Observations on OPSEC

Briefly, I would like to highlight some important considerations for good OPSEC. Firstly, OPSEC is a mode of operating, not a tool or a collection of tools. Secondly, OPSEC comes at a cost, and a significant part of that cost is efficiency. OPSEC is slow. Finally, maintaining a strong security posture (i.e. “good OPSEC”) for long periods of time is very stressful, even for professionally trained espionage officers.

Learning good OPSEC requires internalizing the behavioural changes required to continually maintain a strong security posture. The operational activities have to become habit, because the small things matter, and every careless mistake can compromise security. The only way to develop good OPSEC habits, good security hygiene, is to practice. Make the foolish beginners mistakes during a practice session, rather than in the field. Two relevant sayings:

  • Amateurs practice until they get it right, professionals practice until they can’t get it wrong
  • The more you sweat in peace, the less you bleed in war

After developing good security hygiene habits, the second most difficult thing about good OPSEC is learning patience. Increased OPSEC security comes at the cost of efficiency, primarily in communication time-frames. The OPSEC mechanisms that must be in place to reduce the risks during communication add latency. As a result, communication takes significantly longer and is less reliable. Obviously, this is more of an issue with time sensitive operations than those that have more generous deadlines.
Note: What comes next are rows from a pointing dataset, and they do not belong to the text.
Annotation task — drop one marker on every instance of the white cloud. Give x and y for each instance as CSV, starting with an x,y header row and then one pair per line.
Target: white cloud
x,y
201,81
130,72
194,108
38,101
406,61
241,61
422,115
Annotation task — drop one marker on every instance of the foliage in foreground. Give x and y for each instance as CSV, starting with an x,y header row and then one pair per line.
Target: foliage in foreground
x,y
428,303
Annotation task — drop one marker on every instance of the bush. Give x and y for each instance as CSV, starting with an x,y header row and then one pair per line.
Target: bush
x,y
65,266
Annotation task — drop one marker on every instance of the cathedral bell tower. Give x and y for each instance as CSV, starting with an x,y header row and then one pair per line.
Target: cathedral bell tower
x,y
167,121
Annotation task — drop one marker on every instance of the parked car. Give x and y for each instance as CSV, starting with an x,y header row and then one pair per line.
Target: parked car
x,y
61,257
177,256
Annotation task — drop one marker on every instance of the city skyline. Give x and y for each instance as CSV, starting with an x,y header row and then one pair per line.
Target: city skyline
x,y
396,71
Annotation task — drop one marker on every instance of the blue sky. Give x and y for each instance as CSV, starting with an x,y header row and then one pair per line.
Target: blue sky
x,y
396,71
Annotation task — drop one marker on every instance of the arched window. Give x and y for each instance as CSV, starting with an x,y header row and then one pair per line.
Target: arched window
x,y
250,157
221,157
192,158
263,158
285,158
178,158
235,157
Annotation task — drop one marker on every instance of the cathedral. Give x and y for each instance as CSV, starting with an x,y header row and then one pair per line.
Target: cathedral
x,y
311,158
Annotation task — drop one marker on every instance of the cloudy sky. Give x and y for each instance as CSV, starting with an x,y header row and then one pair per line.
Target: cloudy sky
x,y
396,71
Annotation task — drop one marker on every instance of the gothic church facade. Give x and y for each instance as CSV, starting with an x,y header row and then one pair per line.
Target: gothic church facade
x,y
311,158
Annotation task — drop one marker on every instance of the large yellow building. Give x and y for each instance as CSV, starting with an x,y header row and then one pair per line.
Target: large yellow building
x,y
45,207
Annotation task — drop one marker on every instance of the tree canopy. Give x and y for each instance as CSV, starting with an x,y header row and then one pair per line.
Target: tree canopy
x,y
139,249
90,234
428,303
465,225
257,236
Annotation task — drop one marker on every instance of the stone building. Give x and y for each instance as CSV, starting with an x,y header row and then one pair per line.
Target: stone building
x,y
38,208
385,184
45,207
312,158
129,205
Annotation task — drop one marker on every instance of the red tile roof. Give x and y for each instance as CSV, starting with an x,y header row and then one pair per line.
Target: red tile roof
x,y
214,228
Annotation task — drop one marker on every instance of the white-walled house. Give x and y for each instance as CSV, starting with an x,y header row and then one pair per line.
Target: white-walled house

The single greatest security risk is communication between operatives. Clandestine agencies, such as the CIA, MI6, DGSE, etc. will work incredibly hard to minimize the risks surrounding communication with their recruited agents. In the simplest form, this involves a 2-4 hour “surveillance detection route” (SDR) to see if they are “in the black” before they perform any operational activity. This is on top of the hours of planning for the operation itself (note: these are minimums, operations requiring high security might take weeks or months of planning, and 12 hour SDRs).

The technology that exists to facilitate information security, e.g. encryption, is important, but it is not sufficient or even the starting point for robust OPSEC. By all means, learn to use encryption software correctly and in a properly secure fashion. However, it is more important to compartment sensitive activities and structure your operational environment for impact containment than install use particular software.